At the weekend I looked at how $20,000 investments in a number of ASX shares have fared over the last decade.
Given the success of these investments, today I thought I would look at a few shares which I think investors ought to invest $20,000 into today for the next 10 years.
Here why I think these three top ASX shares could provide strong returns for investors:
Bravura Solutions Ltd (ASX: BVS)
Bravura Solutions is a fintech company providing software and services to the wealth management and funds administration industries. The key product in its portfolio is the Sonata wealth management platform. Sonata allows users to connect and engage with their clients anytime, anywhere, through computers, tablets or smartphones. It is proving to be very popular with financial institutions due to the way it simplifies legacy client systems into one unified customer-centric solution. Also supporting its growth in the future will be the recent acquisitions of Midwinter and Finocomp. These have strengthened its offering and opened the company up to new and lucrative markets.
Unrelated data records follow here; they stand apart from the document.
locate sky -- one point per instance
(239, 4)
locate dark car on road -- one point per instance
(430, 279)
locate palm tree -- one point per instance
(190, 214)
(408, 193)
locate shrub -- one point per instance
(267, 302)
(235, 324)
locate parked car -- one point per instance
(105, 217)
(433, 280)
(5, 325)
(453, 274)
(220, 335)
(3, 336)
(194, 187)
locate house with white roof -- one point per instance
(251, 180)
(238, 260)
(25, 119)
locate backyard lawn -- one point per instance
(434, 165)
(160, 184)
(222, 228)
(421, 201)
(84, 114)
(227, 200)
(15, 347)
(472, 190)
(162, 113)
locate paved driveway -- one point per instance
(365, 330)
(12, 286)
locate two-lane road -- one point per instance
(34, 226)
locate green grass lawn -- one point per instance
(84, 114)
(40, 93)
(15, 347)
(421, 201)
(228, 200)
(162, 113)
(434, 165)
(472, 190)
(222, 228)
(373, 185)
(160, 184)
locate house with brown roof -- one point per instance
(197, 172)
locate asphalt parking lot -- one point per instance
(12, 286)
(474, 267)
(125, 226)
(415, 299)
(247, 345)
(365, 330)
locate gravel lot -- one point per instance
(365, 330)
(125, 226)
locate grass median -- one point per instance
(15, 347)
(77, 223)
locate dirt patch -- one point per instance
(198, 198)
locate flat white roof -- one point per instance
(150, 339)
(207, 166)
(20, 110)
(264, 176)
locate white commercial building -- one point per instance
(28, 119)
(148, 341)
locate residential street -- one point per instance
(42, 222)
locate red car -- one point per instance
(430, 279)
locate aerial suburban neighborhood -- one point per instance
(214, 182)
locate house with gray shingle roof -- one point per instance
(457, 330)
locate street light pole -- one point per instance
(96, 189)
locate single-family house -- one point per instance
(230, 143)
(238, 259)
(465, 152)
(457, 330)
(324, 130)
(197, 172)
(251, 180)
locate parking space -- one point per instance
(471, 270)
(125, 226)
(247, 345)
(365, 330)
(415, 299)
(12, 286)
Jumbo Interactive (ASX: JIN)
Another option for that $20,000 investment is Jumbo. It is an online lottery ticket seller and the operator of the Oz Lotteries website. Its shares have fallen heavily in recent months due to concerns over its slowing growth. However, this has been caused by an increased investment in the future growth of its software-as-a-service (SaaS) business. I think this selling has been overdone and created a buying opportunity for investors. Especially when you consider its massive market opportunity. Last year management noted that approximately 7% of the world's lottery tickets are sold online. This implies that 93% of a ~US$300 billion global market has yet to transition online. Jumbo is aiming to grow its ticket sales to $1 billion per annum by FY 2022, which is still only scratching at the surface of the overall market.
NEXTDC Ltd (ASX: NXT)
Another ASX share for investors to consider investing $20,000 into is NEXTDC. I think it is a great way to gain exposure to the rapidly growing cloud computing market. This is because NEXTDC's world class data centres have been experiencing a material increase in demand for capacity over the last few years. And with more infrastructure expected to shift over to the cloud in the next decade, it looks well-positioned to profit greatly.